On Mon, Jun 10, 2013 at 8:45 AM, Wolfgang Denk wd@denx.de wrote:
Some systems use a SoM (system on module) in such a way that the PHY addresses depend on the carrier board used, or even on the geographic position of the SoM on the carrier board. This patch adds support for runtime assignment of the PHY addresses for the TSEC ports through environment variables "tsec_1_phy_addr", "tsec_2_phy_addr", ...
Signed-off-by: Wolfgang Denk wd@denx.de Cc: Joe Hershberger joe.hershberger@gmail.com
This is a RFC patch to have a base for discussing the approach. There are a few things I dislike - all comments welcome:
- It would be nice if there was a generic approach that works for all types of network interfaces instead of only TSEC ports, but I could not find a good generic place for such a hook.
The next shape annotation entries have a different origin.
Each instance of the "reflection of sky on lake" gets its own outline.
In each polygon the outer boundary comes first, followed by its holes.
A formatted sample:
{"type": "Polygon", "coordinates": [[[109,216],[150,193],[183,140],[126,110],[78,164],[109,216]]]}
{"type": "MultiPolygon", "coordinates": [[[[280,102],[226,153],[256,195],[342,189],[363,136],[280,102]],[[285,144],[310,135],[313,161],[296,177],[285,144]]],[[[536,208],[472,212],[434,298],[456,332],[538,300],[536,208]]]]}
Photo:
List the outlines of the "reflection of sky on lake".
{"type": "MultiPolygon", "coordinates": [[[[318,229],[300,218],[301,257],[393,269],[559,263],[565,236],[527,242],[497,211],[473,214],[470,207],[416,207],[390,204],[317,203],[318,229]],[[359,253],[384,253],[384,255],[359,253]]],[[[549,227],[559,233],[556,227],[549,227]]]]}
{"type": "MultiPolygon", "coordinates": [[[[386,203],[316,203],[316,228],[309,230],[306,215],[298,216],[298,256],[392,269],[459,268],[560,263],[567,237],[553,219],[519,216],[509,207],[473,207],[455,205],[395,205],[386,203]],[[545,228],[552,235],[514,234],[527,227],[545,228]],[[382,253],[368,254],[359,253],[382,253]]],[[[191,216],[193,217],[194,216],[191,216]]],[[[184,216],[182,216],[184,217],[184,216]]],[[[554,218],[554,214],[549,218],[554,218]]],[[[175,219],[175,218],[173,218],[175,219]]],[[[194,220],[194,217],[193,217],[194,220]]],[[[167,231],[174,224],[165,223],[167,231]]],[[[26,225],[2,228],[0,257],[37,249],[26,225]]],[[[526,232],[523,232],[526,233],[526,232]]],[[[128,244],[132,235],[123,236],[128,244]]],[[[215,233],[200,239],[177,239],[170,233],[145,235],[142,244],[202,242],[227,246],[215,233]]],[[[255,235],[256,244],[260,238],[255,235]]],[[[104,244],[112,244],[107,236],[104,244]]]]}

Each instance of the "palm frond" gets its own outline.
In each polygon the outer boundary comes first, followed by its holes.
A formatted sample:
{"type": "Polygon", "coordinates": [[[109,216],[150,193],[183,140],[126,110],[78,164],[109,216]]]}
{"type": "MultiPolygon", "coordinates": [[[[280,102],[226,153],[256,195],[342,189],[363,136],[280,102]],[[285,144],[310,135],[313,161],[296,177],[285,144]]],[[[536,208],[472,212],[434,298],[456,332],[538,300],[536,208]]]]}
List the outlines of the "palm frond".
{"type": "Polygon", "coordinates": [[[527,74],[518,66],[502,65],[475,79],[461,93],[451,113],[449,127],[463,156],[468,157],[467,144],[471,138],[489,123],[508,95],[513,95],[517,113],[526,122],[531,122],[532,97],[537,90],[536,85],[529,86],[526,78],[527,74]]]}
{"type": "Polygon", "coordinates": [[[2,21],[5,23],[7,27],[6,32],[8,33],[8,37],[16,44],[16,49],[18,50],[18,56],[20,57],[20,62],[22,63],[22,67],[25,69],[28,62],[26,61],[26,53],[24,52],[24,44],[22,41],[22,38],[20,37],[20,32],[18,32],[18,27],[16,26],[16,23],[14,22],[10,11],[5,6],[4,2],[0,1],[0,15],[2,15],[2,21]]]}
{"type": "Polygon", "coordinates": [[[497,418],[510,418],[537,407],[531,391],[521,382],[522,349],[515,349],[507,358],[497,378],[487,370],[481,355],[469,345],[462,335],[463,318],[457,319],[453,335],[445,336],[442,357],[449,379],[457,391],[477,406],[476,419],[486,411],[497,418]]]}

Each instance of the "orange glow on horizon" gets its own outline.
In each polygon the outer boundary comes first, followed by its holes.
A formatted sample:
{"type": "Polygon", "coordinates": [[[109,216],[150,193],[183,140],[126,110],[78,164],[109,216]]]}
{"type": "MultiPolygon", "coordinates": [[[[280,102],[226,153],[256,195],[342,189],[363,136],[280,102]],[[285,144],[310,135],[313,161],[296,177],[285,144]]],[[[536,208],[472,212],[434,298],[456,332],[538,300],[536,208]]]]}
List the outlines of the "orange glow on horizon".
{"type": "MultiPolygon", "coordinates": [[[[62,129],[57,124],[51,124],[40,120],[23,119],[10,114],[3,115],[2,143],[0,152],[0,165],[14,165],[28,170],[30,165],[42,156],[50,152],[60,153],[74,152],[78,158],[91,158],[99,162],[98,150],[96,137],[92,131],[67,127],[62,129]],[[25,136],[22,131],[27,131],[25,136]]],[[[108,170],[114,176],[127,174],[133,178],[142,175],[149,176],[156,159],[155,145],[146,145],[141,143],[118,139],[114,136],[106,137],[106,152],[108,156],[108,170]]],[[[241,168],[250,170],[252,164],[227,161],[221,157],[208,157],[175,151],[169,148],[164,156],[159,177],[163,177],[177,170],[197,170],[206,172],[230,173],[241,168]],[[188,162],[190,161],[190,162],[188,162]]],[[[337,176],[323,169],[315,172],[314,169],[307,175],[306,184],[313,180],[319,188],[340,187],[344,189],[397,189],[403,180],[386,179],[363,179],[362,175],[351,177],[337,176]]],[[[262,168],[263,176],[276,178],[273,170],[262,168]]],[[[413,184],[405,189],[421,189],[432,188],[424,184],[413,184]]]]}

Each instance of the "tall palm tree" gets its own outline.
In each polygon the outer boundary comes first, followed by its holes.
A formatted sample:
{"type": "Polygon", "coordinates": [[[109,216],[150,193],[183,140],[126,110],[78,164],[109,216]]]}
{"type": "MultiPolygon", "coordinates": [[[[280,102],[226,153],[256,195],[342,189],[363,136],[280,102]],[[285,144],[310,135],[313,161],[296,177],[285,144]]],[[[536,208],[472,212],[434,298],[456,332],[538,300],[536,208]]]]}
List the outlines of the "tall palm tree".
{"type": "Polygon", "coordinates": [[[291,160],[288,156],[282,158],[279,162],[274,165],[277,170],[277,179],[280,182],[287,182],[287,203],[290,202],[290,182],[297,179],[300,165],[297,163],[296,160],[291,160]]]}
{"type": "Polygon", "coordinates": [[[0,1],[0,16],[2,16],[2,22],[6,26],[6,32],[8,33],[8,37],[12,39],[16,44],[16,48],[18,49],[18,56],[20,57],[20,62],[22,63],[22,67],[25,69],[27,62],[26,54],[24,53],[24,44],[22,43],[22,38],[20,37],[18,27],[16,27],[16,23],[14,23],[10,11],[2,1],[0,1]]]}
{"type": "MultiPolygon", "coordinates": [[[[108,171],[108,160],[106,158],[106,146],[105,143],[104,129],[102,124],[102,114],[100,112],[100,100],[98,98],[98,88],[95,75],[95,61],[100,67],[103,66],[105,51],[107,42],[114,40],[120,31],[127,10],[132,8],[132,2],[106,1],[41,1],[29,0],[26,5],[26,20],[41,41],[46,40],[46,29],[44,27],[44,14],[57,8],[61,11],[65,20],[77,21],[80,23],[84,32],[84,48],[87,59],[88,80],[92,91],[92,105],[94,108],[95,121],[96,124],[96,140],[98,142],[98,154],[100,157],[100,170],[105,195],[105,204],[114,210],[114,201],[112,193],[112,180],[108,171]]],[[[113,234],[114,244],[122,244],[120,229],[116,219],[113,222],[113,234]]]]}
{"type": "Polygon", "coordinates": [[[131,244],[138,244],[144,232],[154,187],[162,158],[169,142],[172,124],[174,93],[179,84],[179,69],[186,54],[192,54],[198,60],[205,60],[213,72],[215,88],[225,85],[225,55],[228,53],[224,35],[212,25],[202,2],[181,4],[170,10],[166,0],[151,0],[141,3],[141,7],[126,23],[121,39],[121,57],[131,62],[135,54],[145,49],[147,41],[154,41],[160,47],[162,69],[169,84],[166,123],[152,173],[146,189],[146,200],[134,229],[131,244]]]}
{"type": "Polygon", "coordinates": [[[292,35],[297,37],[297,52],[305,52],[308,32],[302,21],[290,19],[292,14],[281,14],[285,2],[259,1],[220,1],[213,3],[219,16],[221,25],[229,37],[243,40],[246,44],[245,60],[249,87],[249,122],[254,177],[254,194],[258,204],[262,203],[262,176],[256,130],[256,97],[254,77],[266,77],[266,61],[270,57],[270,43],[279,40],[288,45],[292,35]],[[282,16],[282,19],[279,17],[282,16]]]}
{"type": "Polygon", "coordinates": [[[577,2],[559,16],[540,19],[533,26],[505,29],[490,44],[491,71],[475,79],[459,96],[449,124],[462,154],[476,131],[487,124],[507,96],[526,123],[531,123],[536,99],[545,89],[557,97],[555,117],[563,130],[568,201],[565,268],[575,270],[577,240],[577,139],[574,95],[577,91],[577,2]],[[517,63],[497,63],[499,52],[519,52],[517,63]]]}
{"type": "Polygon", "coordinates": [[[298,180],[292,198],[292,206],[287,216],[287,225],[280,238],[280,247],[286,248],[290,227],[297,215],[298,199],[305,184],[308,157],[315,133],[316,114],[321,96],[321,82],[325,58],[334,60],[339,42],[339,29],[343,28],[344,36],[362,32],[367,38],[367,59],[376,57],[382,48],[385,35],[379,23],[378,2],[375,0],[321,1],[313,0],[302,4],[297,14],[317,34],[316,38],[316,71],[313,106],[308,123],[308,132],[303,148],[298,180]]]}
I suppose we could define an interface which the various drivers could implement. Currently, the drivers all have their own mechanisms for tracking that (and many of them are just hardcoded). There are a number of freescale boards which do solve part of this problem. Are the carrier boards variable in design? Currently, all of our systems are able to anticipate all the possible configurations, but I can certainly see that this would not always be possible. For an example of a particularly complex setup, see board/freescale/t4qds/eth.c. We have a function implemented in the fm driver which changes the PHY address: fm_info_set_phy_address(), which the board code calls whenever the address will stray from the default.
One of our carrier cards changes addresses depending on which slot it is in, and we account for that, as well. However, we don't support arbitrary addresses at the moment. If you can avoid user intervention on that level, it'd be preferable. I can't imagine the headache of having to start almost every network debug session with checking to see if the PHY addresses have been set correctly by hand.
For a much simpler example, see board/freescale/common/sgmii_riser.c
- I'm not sure if "tsec_1_phy_addr" etc. is a good name ;-)
- Maybe there is another way to address this issue? I can't believe we're the first to run into this type of problem?
Perhaps we should make that part more generic? ethNphyaddr, to conform to the mac addresses?